Xen issue XSA-108 (XEN 0day)

[Jasson.Pass]

This is a short note to make you aware of the Xen security advisory XSA-108, which may have an impact on Xen hypervisors in SolusVM. It is not a SolusVM issue - it is an issue that affects many Xen environments. 

What is the nature of the advisory?
Unfortunately we are under embargo. We cannot reveal specific details of the issue or patches at this time.
The embargo will be lifted at 1pm UK time on Wednesday 1st October. 
If you are in a position to patch your Xen hypervisors now, we recommend you do so. Otherwise, we recommend that you prepare to patch your hypervisors as soon as possible after the embargo has lifted.

More information, coming soon
Keep watch on the Xen advisory site, where patches will be made available at 1pm on 1st October: http://xenbits.xen.org/xsa/. When the embargo has lifted we will publish a Knowledge Base article with details.
With thanks,
The SolusVM team

Been following up on this and apparently this is a VERY serious threat.

 

[blergh]

Seems pretty odd to issue a statement saying that there's a derp but no solution to said derp except after ~24h.

 

[Francisco]

Seems pretty odd to issue a statement saying that there's a derp but no solution to said derp except after ~24h.

I read it more as 'Hold onto your butts, this is going to get rocky'.

Francisco

 

[DomainBop]

I'd just like to remind all of the low end providers with slabbed nodes to apply the fixes tomorrow because the vulnerability is in the hypervisor. (and have fun explaining to your customers why their openvz nodes are being rebooted)

If you are in a position to patch your Xen hypervisors now,

ProviderService applied the patch and rebooted their Xen nodes today.

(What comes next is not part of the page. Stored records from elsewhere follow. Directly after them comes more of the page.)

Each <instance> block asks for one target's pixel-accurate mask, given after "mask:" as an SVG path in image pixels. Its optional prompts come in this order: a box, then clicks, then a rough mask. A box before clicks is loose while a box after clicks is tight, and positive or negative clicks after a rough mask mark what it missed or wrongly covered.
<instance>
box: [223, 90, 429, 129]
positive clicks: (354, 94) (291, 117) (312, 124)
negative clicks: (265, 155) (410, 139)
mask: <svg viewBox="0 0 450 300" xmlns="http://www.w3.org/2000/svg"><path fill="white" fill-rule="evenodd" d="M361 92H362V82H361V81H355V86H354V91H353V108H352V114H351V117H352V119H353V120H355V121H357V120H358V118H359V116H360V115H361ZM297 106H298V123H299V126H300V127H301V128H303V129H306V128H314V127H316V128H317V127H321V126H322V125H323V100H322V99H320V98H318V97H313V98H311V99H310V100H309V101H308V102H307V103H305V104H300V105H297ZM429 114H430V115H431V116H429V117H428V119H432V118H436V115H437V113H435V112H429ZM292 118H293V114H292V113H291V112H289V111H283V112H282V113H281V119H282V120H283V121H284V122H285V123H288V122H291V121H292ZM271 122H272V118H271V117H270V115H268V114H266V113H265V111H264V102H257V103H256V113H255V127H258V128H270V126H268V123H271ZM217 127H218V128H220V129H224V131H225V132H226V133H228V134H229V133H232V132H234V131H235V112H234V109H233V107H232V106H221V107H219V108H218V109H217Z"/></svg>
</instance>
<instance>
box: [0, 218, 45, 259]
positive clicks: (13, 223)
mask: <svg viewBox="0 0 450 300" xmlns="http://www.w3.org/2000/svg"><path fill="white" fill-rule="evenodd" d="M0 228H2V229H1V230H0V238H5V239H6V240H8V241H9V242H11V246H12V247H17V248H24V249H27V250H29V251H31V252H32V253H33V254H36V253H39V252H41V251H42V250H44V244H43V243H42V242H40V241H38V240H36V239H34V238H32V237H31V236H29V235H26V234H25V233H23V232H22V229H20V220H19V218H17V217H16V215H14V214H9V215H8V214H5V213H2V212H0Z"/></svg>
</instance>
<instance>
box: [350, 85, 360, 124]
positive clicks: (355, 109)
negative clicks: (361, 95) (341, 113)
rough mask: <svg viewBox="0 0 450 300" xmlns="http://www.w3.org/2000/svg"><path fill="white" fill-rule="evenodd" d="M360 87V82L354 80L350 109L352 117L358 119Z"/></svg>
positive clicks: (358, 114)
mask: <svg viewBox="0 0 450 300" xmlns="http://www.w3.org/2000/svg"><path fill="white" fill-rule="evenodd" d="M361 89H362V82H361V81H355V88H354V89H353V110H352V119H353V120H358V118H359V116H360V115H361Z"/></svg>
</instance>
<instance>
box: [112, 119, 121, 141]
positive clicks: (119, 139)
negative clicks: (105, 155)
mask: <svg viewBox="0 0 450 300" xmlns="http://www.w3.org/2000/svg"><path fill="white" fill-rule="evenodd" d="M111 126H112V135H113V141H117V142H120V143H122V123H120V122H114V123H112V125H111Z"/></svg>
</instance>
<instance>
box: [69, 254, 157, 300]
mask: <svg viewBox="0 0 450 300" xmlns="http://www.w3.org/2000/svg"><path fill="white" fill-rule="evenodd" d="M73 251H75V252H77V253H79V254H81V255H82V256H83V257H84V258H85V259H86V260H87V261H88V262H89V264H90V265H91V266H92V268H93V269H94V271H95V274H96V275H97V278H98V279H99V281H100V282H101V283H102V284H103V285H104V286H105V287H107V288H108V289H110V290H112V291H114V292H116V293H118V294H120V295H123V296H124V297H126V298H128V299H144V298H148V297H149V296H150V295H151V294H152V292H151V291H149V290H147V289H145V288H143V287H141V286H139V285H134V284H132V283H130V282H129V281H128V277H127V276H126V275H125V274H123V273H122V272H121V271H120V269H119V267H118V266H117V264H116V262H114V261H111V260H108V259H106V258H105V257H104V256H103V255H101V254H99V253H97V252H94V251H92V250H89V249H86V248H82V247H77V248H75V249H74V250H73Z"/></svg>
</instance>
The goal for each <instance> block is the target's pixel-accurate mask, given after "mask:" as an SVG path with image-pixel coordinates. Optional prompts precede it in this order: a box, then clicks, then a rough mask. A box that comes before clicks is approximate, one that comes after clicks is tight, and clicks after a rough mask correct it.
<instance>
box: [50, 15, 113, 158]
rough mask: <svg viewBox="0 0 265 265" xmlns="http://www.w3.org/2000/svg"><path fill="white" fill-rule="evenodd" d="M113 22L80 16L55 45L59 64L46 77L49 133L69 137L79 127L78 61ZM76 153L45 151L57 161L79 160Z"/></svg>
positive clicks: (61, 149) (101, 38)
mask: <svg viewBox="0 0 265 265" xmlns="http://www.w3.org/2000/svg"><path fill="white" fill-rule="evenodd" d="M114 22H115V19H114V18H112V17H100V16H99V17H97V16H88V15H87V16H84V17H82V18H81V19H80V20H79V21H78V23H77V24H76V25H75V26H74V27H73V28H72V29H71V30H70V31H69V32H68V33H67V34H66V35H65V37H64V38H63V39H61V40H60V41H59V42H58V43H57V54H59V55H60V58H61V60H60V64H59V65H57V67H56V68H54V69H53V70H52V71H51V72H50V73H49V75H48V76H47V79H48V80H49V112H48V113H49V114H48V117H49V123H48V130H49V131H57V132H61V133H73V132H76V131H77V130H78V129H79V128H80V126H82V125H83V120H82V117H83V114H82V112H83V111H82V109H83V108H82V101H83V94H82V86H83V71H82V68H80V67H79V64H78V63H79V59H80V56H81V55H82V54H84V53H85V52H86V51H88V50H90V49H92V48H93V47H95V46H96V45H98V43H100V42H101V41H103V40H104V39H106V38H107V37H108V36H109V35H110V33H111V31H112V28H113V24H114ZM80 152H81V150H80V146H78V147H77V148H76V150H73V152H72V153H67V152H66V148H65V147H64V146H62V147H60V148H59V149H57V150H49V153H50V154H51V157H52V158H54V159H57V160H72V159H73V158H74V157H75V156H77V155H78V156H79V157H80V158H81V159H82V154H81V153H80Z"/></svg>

I have 2 servers running OracleVM (Xen 4.3) and one running Xen 4.12/Debian and I'll be scrambling to apply updates tomorrow.  Grumbles...

 

[texteditor]

what a couple of weeks for vulns

 

[DomainBop]

Embargo lifted...

----BEGIN PGP SIGNED MESSAGE-----
Hash: SHA1

              Xen Security Advisory CVE-2014-7188 / XSA-108
                              version 4

              Improper MSR range used for x2APIC emulation

UPDATES IN VERSION 4
====================

Public release.

ISSUE DESCRIPTION
=================

The MSR range specified for APIC use in the x2APIC access model spans
256 MSRs. Hypervisor code emulating read and write accesses to these
MSRs erroneously covered 1024 MSRs. While the write emulation path is
written such that accesses to the extra MSRs would not have any bad
effect (they end up being no-ops), the read path would (attempt to)
access memory beyond the single page set up for APIC emulation.

IMPACT
======

A buggy or malicious HVM guest can crash the host or read data
relating to other guests or the hypervisor itself.

VULNERABLE SYSTEMS
==================

Xen 4.1 and onward are vulnerable.

Only x86 systems are vulnerable.  ARM systems are not vulnerable.

MITIGATION
==========

Running only PV guests will avoid this vulnerability.

CREDITS
=======

This issue was discovered Jan Beulich at SUSE.

RESOLUTION
==========

Applying the attached patch resolves this issue.

xsa108.patch        xen-unstable, Xen 4.4.x, Xen 4.3.x, Xen 4.2.x

 

[lowesthost]

after waiting for the sky to fall we are unaffected 

 

[Francisco]

It's a nasty bug but I was thinking it would be some sort of break out.

Francisco

 

[AnthonySmith]

yep, worth while getting on the pre disclosure list for future, once someone gave me a heads up and I got access to the patch/issue in advance it made the prep work and updates much easier to deal with.